En realidad, Estonia llevaba meses recibiendo señales. La televisión pública ERR reveló en enero de 2025 que los servicios de seguridad estonios habían perdido decenas de drones por interferencias electrónicas procedentes de Rusia, hasta el punto de establecer una zona de exclusión de vuelo de cinco kilómetros junto a la frontera oriental. Meses después, en noviembre, las Fuerzas Armadas lanzaron una operación específica para mejorar la respuesta ante amenazas aéreas, asumiendo que, aunque una agresión militar directa seguía considerándose improbable, la posibilidad de incidentes aislados con drones y aeronaves había aumentado. Este hecho revela un patrón: el incidente de Auvere no aparece en un vacío, sino en una secuencia de fricción creciente. Incluso la gestión pública del aviso lo puso de manifiesto. La primera alerta enviada a móviles generó confusión porque avisaba de amenaza dron sin delimitar con precisión la zona afectada; solo después se concretó el riesgo en los condados de Ida-Viru y Lääne-Viru. En crisis de seguridad, la tecnología importa; la claridad institucional, también.

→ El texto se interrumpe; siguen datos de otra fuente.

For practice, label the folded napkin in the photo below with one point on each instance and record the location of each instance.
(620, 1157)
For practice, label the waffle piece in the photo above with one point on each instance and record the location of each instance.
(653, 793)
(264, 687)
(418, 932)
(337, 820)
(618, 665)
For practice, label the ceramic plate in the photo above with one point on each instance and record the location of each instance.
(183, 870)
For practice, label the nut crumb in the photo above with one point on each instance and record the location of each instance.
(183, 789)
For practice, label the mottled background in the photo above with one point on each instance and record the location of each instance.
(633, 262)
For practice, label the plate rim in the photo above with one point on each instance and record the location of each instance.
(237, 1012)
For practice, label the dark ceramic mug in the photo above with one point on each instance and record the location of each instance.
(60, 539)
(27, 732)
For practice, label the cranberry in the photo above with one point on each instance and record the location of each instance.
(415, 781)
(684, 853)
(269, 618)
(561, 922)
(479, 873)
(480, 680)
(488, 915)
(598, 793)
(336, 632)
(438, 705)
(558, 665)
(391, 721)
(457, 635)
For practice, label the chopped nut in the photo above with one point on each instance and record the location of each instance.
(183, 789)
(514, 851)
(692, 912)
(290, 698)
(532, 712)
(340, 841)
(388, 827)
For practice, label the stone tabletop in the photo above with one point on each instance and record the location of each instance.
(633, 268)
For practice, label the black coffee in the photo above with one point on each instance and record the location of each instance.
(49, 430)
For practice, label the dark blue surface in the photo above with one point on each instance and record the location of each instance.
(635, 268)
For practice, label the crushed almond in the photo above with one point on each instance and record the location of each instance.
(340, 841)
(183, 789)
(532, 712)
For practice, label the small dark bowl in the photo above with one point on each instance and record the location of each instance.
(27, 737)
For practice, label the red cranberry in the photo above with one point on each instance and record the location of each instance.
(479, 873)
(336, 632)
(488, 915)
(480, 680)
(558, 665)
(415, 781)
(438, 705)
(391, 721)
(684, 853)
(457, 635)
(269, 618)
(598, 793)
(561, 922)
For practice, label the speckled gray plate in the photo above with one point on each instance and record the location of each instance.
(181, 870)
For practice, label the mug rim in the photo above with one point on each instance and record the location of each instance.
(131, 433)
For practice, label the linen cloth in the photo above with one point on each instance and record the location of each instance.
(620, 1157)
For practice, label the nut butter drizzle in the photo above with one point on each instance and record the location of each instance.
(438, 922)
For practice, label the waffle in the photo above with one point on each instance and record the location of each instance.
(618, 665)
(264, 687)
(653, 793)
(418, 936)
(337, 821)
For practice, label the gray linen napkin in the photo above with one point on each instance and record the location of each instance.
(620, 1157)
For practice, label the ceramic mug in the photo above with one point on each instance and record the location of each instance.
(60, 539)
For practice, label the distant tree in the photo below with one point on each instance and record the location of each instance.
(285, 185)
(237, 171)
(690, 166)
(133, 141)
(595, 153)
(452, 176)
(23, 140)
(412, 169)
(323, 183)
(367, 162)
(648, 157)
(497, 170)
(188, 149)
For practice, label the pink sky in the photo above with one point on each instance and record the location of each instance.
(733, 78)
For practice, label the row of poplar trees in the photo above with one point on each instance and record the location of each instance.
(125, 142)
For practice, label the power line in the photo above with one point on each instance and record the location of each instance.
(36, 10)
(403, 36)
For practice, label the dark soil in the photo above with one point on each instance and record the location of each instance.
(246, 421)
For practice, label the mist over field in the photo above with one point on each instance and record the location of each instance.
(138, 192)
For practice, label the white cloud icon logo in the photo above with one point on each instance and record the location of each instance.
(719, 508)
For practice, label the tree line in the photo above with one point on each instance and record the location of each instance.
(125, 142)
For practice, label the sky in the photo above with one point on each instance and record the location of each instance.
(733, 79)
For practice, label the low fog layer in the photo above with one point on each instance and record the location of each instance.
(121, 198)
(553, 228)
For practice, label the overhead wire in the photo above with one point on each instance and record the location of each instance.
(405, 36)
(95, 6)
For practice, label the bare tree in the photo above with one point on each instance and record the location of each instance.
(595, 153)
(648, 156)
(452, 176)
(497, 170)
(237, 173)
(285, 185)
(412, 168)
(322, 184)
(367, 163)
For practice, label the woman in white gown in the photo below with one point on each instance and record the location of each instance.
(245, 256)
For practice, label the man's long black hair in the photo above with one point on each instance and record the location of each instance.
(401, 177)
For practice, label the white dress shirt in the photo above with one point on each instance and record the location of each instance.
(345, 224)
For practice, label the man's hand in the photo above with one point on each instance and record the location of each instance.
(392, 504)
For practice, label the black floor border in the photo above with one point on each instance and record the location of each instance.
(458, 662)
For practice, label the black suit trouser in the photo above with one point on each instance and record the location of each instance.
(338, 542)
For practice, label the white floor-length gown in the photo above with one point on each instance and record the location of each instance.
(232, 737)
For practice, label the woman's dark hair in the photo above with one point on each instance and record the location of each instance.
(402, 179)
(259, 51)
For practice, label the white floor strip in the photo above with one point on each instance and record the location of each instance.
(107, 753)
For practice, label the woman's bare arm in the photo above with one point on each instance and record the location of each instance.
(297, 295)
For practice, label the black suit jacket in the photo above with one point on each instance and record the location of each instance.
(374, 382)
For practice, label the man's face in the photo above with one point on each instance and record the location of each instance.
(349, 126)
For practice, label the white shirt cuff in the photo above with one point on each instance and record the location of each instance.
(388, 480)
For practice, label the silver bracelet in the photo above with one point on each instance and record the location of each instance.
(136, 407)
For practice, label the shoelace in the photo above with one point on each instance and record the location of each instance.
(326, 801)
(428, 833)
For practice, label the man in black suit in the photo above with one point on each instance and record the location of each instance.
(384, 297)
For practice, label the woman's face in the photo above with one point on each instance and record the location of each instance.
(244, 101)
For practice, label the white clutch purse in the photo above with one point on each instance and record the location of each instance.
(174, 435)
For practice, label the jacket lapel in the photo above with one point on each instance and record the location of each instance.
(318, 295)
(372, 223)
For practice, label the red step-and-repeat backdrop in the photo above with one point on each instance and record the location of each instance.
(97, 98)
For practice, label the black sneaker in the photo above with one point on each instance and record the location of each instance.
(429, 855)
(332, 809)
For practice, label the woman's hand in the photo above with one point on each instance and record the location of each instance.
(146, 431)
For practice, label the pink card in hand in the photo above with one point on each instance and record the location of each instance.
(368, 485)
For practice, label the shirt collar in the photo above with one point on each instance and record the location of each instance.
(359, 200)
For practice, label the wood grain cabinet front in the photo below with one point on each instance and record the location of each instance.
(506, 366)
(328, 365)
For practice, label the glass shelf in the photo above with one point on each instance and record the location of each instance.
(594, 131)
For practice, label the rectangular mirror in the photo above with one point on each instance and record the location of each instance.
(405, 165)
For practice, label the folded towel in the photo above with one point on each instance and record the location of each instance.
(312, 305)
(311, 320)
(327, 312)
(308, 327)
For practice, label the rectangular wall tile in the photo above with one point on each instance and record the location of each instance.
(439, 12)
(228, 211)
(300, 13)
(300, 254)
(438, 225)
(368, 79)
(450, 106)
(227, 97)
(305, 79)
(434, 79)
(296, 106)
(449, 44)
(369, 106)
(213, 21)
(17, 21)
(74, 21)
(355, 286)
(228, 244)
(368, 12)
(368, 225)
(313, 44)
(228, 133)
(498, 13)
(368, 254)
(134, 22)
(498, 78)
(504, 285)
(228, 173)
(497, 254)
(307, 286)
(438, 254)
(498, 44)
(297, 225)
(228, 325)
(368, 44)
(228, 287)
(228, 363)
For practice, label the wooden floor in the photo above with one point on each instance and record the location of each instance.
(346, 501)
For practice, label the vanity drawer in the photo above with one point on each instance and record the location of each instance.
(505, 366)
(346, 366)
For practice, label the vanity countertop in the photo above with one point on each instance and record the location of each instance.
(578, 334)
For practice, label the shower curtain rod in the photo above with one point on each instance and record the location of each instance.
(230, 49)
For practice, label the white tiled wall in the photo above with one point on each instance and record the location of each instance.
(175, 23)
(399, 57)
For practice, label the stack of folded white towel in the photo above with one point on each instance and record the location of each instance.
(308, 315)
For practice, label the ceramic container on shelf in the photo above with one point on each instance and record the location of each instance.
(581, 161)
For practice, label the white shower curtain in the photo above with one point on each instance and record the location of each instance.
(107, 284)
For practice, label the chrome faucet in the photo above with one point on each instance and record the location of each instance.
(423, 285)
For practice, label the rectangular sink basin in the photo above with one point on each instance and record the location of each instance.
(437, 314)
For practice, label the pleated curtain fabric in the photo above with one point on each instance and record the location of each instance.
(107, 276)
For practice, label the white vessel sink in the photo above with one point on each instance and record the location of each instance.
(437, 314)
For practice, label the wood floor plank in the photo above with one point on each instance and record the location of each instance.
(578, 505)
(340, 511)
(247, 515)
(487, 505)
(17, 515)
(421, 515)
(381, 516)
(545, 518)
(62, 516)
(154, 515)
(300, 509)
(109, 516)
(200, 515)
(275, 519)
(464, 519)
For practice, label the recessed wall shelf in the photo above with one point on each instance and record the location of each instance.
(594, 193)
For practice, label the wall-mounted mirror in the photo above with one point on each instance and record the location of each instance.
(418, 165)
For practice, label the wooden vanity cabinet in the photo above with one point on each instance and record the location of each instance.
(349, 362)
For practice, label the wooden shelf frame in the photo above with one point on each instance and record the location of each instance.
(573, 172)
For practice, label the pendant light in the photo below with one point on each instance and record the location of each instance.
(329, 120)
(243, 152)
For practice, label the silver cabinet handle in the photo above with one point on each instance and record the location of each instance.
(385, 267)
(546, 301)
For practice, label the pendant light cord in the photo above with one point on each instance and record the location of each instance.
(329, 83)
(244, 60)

El aviso para la defensa aérea europea

La pregunta de fondo ya no es si Estonia puede soportar un impacto accidental, sino si dispone de capas suficientes para impedir que vuelva a producirse. Hoy el país cuenta con cobertura de policía aérea de la OTAN y con presencia aliada sobre el terreno; además, las Fuerzas Armadas estonias señalan que la defensa aérea italiana aporta cazas Eurofighter y una batería SAMP/T de largo alcance. A la vez, la nueva División de Defensa Aérea estonia debe empezar a operar con sistemas móviles IRIS-T SLM para proteger unidades, objetos importantes y población civil. Pero lo más grave es que Tallin da por hecho que todavía existe una brecha. ERR informó en enero de 2026 de que el Ministerio de Defensa decidirá esta primavera cuánto invertir en defensa antimisil balística, con una horquilla que va desde cientos de millones hasta más de 1.000 millones de euros. Esa cifra, que hasta hace poco podía parecer desproporcionada para un país de 1,4 millones de habitantes, hoy suena menos a ambición y más a necesidad presupuestaria.